We met our senior year in high school and began dating soon thereafter. Then after our freshman year of college we married. The baby came much too quickly, and we were both terrified. But she soon taught us all we needed to know about how to parent her. Four and half years later we did it again—this one a boy.
By the time we were 25 we had two children and a mortgage on a cute little three-bedroom house where we lived for the next 20 years. The children thrived in spite of us, and we worked sometimes daylight until dark or later. We tired to work opposite shifts, so someone was home for them, and we had two grandmothers and a babysitter in town to fill in the gaps.
Later in life we both went back to school to finish what we started and encouraged the kids to not follow in our footsteps. We knew the hardships of marrying early and being poor. I think they listened.
But I wouldn’t have done it any other way.
It has been 50 years since we married in that chapel and began being parents within the first year.

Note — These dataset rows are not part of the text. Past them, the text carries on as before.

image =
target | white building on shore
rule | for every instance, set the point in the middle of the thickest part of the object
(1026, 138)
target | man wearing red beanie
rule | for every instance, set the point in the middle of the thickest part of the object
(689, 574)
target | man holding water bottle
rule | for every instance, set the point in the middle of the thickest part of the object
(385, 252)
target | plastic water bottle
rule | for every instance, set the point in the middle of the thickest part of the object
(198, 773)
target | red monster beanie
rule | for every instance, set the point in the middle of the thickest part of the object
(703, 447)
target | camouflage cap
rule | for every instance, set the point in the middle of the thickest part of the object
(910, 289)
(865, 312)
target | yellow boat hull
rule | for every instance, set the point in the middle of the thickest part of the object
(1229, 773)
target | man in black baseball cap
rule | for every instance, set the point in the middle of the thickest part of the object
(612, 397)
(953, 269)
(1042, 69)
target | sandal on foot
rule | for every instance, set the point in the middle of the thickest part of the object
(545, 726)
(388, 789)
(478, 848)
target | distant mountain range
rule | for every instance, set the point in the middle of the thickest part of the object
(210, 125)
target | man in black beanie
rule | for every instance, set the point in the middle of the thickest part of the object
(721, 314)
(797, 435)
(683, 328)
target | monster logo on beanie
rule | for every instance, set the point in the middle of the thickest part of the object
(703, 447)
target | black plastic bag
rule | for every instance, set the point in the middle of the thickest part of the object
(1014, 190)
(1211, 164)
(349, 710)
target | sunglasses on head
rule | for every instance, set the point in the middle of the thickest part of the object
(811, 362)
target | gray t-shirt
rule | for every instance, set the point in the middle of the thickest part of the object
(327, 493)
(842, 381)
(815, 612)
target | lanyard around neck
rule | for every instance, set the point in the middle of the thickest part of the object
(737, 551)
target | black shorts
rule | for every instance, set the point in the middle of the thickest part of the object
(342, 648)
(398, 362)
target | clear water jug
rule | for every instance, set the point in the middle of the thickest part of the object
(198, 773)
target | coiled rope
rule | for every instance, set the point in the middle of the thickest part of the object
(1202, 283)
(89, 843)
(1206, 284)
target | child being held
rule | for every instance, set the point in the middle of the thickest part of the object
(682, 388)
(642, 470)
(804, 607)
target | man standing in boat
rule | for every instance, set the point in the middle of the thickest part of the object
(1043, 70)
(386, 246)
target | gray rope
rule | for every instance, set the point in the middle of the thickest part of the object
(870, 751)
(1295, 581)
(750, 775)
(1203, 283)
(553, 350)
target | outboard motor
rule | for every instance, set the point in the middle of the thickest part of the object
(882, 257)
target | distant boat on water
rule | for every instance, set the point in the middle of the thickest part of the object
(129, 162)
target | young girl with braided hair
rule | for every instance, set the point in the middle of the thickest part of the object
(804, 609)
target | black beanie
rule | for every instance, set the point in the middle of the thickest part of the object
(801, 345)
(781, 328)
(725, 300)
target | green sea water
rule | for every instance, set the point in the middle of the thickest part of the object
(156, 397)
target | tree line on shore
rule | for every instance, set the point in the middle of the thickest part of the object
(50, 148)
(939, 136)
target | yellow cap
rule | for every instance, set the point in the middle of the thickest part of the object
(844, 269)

We took a little trip with some cousins to celebrate the event and hired some work done around the house to make life easier for us. We never would have done that 20 years ago. The do-it-yourselfers have finally succumbed to having the work done for us and giving our aging bodies a break.
We are now retired, and I know we have been blessed. Not many marriages last that long these days due to divorce or sometimes death. I can’t imagine life without my husband, but I know one of us will probably go down that path someday.
Happy 50th Anniversary sweetheart. I love you.